KUDUS, iNewsPantura.id -- Terbitnya Instruksi Presiden (Inpres) Nomor 1 Tahun 2025 tentang Efisiensi Belanja Negara dalam APBN dan APBD memberikan dampak signifikan terhadap sektor perhotelan, khususnya hotel berbintang. Ketua Perhimpunan Hotel dan Restoran Indonesia (PHRI) Kudus, Muhammad Kirom, mengungkapkan bahwa kebijakan ini menyebabkan penurunan pendapatan hotel, terutama dari kegiatan Meeting, Incentives, Conferences, and Exhibitions (MICE) yang biasanya berasal dari pemerintah.
"Efisiensi anggaran berdampak pada sektor jasa akomodasi, terutama hotel berbintang di Kudus. Berkurangnya penyelenggaraan acara pemerintah di hotel menyebabkan penurunan pemasukan," ujar Kirom.
Ia menambahkan, berdasarkan komunikasi dengan sejumlah pengelola hotel, pendapatan mereka turun sekitar 30 persen akibat kebijakan ini. Namun, dampaknya di Kudus tidak sebesar di kota-kota besar seperti Semarang atau Jakarta, karena bisnis perhotelan di Kudus masih didominasi oleh tamu menginap dari sektor industri dan wisatawan.

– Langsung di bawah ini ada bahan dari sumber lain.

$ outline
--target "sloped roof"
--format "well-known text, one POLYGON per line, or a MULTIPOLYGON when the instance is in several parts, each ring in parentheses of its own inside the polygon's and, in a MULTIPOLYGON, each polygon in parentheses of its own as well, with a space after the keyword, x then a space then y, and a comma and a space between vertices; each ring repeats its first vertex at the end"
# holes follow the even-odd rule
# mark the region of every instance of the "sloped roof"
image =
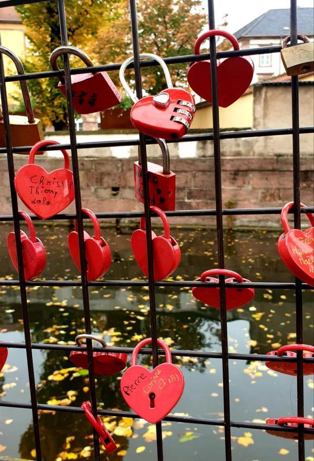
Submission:
MULTIPOLYGON (((313 28, 314 8, 298 8, 299 33, 313 35, 313 28)), ((289 29, 290 10, 278 9, 268 10, 234 35, 238 39, 243 37, 286 37, 289 29)))

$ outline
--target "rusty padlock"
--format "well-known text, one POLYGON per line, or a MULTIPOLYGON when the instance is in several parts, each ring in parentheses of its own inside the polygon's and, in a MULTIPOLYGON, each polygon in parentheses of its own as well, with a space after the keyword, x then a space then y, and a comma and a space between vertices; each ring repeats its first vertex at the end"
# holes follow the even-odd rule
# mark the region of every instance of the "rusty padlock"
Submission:
MULTIPOLYGON (((169 149, 164 139, 156 138, 156 141, 161 148, 163 166, 147 162, 149 204, 158 206, 164 211, 175 209, 175 175, 170 171, 169 149)), ((134 192, 135 198, 143 203, 143 172, 140 146, 139 161, 134 163, 134 192)))
MULTIPOLYGON (((56 48, 50 55, 50 65, 53 70, 60 70, 57 64, 59 56, 64 53, 80 58, 87 67, 93 67, 89 57, 79 48, 62 46, 56 48)), ((59 77, 58 88, 65 96, 64 77, 59 77)), ((121 100, 121 95, 105 72, 92 72, 71 75, 73 107, 78 114, 92 114, 110 109, 121 100)))
MULTIPOLYGON (((13 61, 16 67, 16 71, 19 75, 25 74, 24 67, 21 60, 12 50, 6 47, 0 46, 0 53, 6 54, 13 61)), ((34 117, 34 112, 31 103, 27 83, 26 80, 20 80, 22 96, 24 100, 24 105, 27 116, 24 115, 10 115, 10 131, 11 132, 11 142, 13 147, 21 147, 22 146, 32 146, 38 141, 43 139, 43 133, 40 120, 34 117)), ((6 138, 5 136, 5 127, 3 115, 0 111, 0 147, 6 147, 6 138)), ((29 150, 19 154, 30 153, 29 150)), ((41 152, 43 154, 43 152, 41 152)))
POLYGON ((188 132, 194 118, 196 110, 194 98, 185 90, 173 88, 168 69, 159 56, 144 53, 140 54, 140 58, 157 61, 164 71, 168 88, 154 96, 139 100, 124 77, 124 71, 134 57, 124 61, 119 76, 122 86, 134 103, 131 109, 131 121, 139 131, 153 138, 180 139, 188 132))
POLYGON ((282 42, 280 54, 287 75, 302 75, 314 70, 314 43, 303 34, 298 34, 298 38, 303 43, 288 48, 287 44, 290 41, 290 36, 282 42))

"Di kota besar, pendapatan hotel banyak bergantung pada event MICE. Namun, di Kudus, masih ada tamu dari sektor industri dan wisata, sehingga penurunannya tidak terlalu drastis," jelasnya.
Meski menghadapi tantangan, PHRI Kudus terus mencari solusi agar industri perhotelan tetap bertahan. Salah satu langkah yang diambil adalah menawarkan alternatif bisnis, seperti penyewaan dapur kepada restoran yang membutuhkan fasilitas masak berskala besar, layanan katering, serta pengembangan paket wisata berbasis hotel.
"Beberapa hotel sudah mulai menyewakan dapur mereka kepada restoran dan usaha jasa boga lainnya. Ini menjadi solusi untuk mengoptimalkan fasilitas yang ada," kata Kirom.
Selain itu, hotel-hotel di Kudus juga mulai menerapkan konsep hybrid event, yakni menggabungkan pertemuan offline dan online. Langkah ini diharapkan dapat tetap menarik pasar dari sektor bisnis dan pemerintahan yang kini lebih banyak beralih ke sistem daring.
Terkait kebijakan efisiensi anggaran, Kirom berharap pemerintah pusat mempertimbangkan kelonggaran bagi industri perhotelan, mengingat sektor ini masih dalam tahap pemulihan pascapandemi.
"Kami berharap ada peninjauan kembali terhadap kebijakan ini. Efisiensi anggaran memang penting, tetapi perlu ada keseimbangan agar industri perhotelan tetap bisa bertahan," ungkapnya.
Di tingkat nasional, PHRI telah mengajukan audiensi dengan pemerintah pusat untuk menyampaikan dampak kebijakan ini terhadap industri perhotelan. Sementara itu, di tingkat daerah, PHRI Kudus terus berkoordinasi dengan pemangku kebijakan guna mencari solusi terbaik bagi sektor jasa akomodasi di wilayah ini.
"Efisiensi anggaran memang diperlukan, tetapi sektor pariwisata, termasuk perhotelan, juga harus mendapatkan perhatian. Kami akan terus berupaya menjaga kelangsungan industri ini melalui berbagai inovasi," pungkas Kirom.